The Gist: A UnityPoint and Presbyterian link up would seem to follow the playbook of the recently closed Advocate Aurora and Atrium merger. Mergers between large, noncontiguous health systems are currently popular as a means to achieve the benefits of scale without tripping the alarms of federal antitrust regulators. UnityPoint has been seeking a merger partner for years; most recently its plan to combine with Sanford Health fell through in 2019. It may have found a like-minded partner in Presbyterian, as both systems have made significant investments in risk, including establishing mature ACOs, developing their own Medicare Advantage plans, and expanding their hospital at home programs. We’re expecting to see a number of these cross-state system mergers announced over the course of 2023, as large regional players seek combinations that allow them to scale into super-regional, or even national, delivery platforms.
- FDA approves first combination flu and COVID at-home test. Last Friday, the Food and Drug Administration (FDA) granted emergency use authorization to the Lucira COVID-19 and Flu Test, making it the first at-home flu test approved for US consumers. The decision came just days after Lucira filed for Chapter 11 bankruptcy, blaming a protracted approval process for a test it had anticipated would be approved last August. As Lucira was unable to find a buyer prior to filing for bankruptcy, it remains unclear if the test will ever reach store shelves.
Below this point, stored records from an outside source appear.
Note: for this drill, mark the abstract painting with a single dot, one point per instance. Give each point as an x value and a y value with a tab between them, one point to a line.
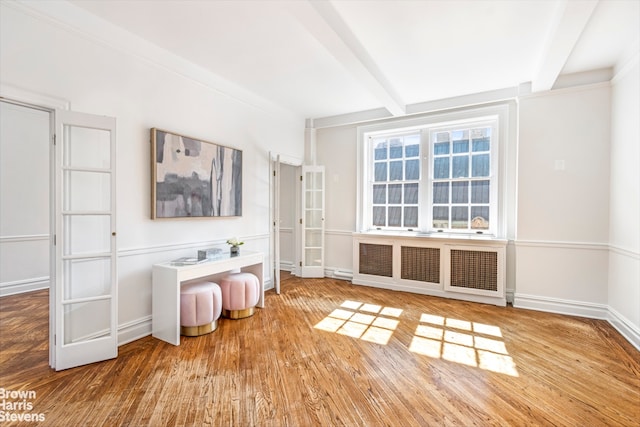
193	178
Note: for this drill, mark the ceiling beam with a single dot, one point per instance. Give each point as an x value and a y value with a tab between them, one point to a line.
570	19
326	25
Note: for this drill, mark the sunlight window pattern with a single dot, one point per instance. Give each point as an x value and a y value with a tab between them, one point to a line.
464	342
368	322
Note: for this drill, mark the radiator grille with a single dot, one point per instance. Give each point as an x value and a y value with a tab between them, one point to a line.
376	259
421	264
474	269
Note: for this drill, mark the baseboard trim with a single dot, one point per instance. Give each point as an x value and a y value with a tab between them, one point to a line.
630	332
560	306
577	308
21	286
134	330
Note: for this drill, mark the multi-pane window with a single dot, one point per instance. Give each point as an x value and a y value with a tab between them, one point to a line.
434	178
461	178
396	175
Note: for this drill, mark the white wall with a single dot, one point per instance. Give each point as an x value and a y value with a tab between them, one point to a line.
336	149
45	57
563	201
624	225
24	199
569	172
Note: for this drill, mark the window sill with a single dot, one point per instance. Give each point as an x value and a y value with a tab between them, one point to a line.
452	237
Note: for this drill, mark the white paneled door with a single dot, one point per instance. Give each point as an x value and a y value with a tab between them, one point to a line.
312	221
84	295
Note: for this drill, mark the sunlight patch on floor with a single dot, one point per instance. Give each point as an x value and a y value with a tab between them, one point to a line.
464	342
368	322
The Gist: While most Americans first experienced at-home viral testing with COVID, Europeans have used the same underlying technology to diagnose themselves with the flu at home for years. Lucira’s test was only approved because its capacity to detect COVID qualified it for emergency approval, and even then, approval took so long that the company began to falter. Many have questioned the FDA’s slow-walking of at-home diagnostics, especially now that Americans have demonstrated both the willingness and ability to swab their own noses. With the locus of care shifting towards the home, and in an environment of cost-conscious consumers, the push for more at-home diagnostics will continue to grow.
Plus—what we’ve been reading.
- Colon cancer diagnoses are shifting younger. A worrying new study on colorectal cancer, published this week, shows that the proportion of newly diagnosed individuals younger than 55 has nearly doubled across the past 25 years. While colorectal cancer overall is on the decline—thanks to an emphasis on earlier detection and treatment—its incidence and death rates among those under 50 have averaged an increase of 2 percent and 1 percent, respectively, each year since 2004.
The Gist: Researchers do not yet have a full explanation for this trend, but are emphasizing the importance of early detection, reflected by new guidance that lowers the recommended age to begin screening age from 50 to 45. While successful smoking cessation effort have helped drive down US colorectal cancer rates, consumption of processed foods and rising obesity rates are increasingly prevalent risk factors for the disease. Colon cancer remains the second-most common cause of cancer death in Americans, and there are significant disparities in incidence and outcomes, especially for Black Americans, necessitating targeted outreach for screening.